Herida la carne, nuevamente me aleje. Invadido mi ser de rabia y traición; odiándote, deseando todas las calamidades del karma sobre tu persona. Y ahora si con un nunca más en la mente alimentada por resentimiento.
En la intención de cauterizar las aún sangrantes heridas con alcohol, seguía el peregrinar que en un pasado recorriéramos juntos, en un ingenuo perdón se construía la esperanza de qué motivada tu persona los las melancolías, nos llevara al encuentro en alguno de esos lugares. Y en una religiosa constancia, ya era de cada semana estar visitando bares, cantinas y antros.
Hasta que en una piedad divina entre luces estrambóticas, y humores desenfrenados, en alguna alucinación por el alcohol y la oscuridad, comenzaba a materializarse tu silueta, se iluminaba tu rostro, y asumía los rasgos que en un principio vigorizaron mis hormonas. Sonreías con tu afabilidad y seguridad de la primera seducción, como polilla hacia la luz, me fui acercando a paso de temor y curiosidad. Al girar tu perfil y quedar frente a frente sentí que cada órgano de mi tórax había vencido sus cuerdas de las que pendían y colapsaban al fondo de mi dorso.

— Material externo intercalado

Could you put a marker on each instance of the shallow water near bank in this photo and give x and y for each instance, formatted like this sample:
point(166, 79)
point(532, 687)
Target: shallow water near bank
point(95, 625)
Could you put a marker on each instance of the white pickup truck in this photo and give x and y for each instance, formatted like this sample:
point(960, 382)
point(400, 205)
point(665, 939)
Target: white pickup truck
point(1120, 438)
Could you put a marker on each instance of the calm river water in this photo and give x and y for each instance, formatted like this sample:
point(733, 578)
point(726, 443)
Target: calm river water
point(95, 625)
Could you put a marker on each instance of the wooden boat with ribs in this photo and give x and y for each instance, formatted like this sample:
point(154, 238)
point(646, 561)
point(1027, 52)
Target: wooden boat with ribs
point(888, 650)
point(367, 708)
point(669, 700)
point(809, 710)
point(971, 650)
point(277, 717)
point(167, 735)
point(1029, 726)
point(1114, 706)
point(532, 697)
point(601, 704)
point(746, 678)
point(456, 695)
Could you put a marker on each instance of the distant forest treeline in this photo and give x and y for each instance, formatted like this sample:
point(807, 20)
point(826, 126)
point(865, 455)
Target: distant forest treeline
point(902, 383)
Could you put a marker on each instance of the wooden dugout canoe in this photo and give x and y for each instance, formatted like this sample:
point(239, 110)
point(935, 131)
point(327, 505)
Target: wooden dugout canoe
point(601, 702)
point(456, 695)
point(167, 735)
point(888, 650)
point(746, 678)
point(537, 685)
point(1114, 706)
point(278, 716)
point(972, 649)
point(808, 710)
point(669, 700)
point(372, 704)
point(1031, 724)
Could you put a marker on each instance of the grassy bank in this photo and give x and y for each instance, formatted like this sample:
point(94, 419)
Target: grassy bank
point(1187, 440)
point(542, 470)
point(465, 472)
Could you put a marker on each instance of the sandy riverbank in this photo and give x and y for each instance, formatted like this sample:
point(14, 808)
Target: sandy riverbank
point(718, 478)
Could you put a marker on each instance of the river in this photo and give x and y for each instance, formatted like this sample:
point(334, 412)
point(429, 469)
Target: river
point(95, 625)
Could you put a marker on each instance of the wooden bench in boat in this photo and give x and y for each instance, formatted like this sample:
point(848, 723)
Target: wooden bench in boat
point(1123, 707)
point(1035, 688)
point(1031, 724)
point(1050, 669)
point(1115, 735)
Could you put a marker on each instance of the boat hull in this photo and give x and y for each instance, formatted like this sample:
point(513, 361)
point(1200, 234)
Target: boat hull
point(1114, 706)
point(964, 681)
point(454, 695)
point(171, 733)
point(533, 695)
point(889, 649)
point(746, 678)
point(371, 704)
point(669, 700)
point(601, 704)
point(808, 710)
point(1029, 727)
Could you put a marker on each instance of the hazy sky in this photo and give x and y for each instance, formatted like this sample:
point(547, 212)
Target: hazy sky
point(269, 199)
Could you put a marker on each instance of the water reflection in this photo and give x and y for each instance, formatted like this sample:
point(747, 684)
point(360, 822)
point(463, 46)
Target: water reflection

Se encendían de nuevo en nuestras miradas el fuego y cariño, todo volvía a desaparecer, quedando en el vacío de un universo ficticio únicamente nuestras identidades. Entre conversaciones cordiales y diplomáticas nos poníamos al corriente de nuestros andares ya ajenos al otro. Avivado el deseo por estos elixires que destilan el alma, nos entregamos a un batir de cuerpos y sudores en lo que siempre fue nuestro refugio, bañándonos de promesas y proyecciones que para ese entonces no nos importaba que fueran ciertas, tan solo queríamos creer ambos que eran posibles como recompensa al sacrificio y el dolor…
Pero gran mal fue construir utopías al calor de la carne que en el retorno a la claridad quedaban en el limbo de lo que no será. Después de esa noche, volvió el silencio donde se congelaba una perspectiva irreal de lo que creíamos que estábamos cimentando con integridad en cada intento tan afanoso. Un intento que comenzaba a consumirnos por dentro, dejándonos huecos, recubiertos es una corteza frágil que comenzaba a despezarse.
Sumergida la vida en la rutina, a trastabilleos intentaba seguir mi día a día, en uno de estos ritmos diurnos, comenzaba a transfigurarse mi cordura en alucinaciones fantasmales, pues sin ya pensarte, invocarte o sentirte, llegaba a mi tu presencia y te veía en cada esquina, en cada punto de la realidad. Imágenes que se enfrentaban a un ¨jamás retornare ti¨ construida por una dignidad tardía. Y como conjuro de sanación esas iconografías de tu ser desaparecían.
Ahora este constante mareo que me revienta la cabeza me ha licuado la conciencia a tal punto que no sé cómo seguir en este relato ni a donde parara.
…Y te vuelvo a ver, y nuevamente te digo adiós, escapo de ti, veinte paso más te vuelvo a ver y nuevamente un adiós, un jamás, un nuca. Adelanto mis pasos, apareces de nuevo como un imán siguiendo a otro. Desconcertada por la situación, corro con toda la condición de mi cuerpo, al voltear atrás te veo tan cerca de cada paso mío. Aterrada ante esto sin explicación, corro nuevamente entre el ardor de mis piernas y el corazón palpitando en mi cerebro, corro sin dirección, evitando ser predecible, escondiéndome furtivamente, pero ahora las calles comienzan a tomar el mismo tinte, el mismo espacio, la misma forma en cada corrida nueva.
Asfixiada por las náuseas, las fosas nasales tapadas por el vómito, el estómago vacío, y la garganta carcomida por los jugos gástricos de cada nueva arqueada.
Ahora corro sin descanso, buscando una salida a esta escena que se repite a cada segundo, anclada tu imagen a cada paso que doy. Persiguiendo un final y un adiós que nunca llegan.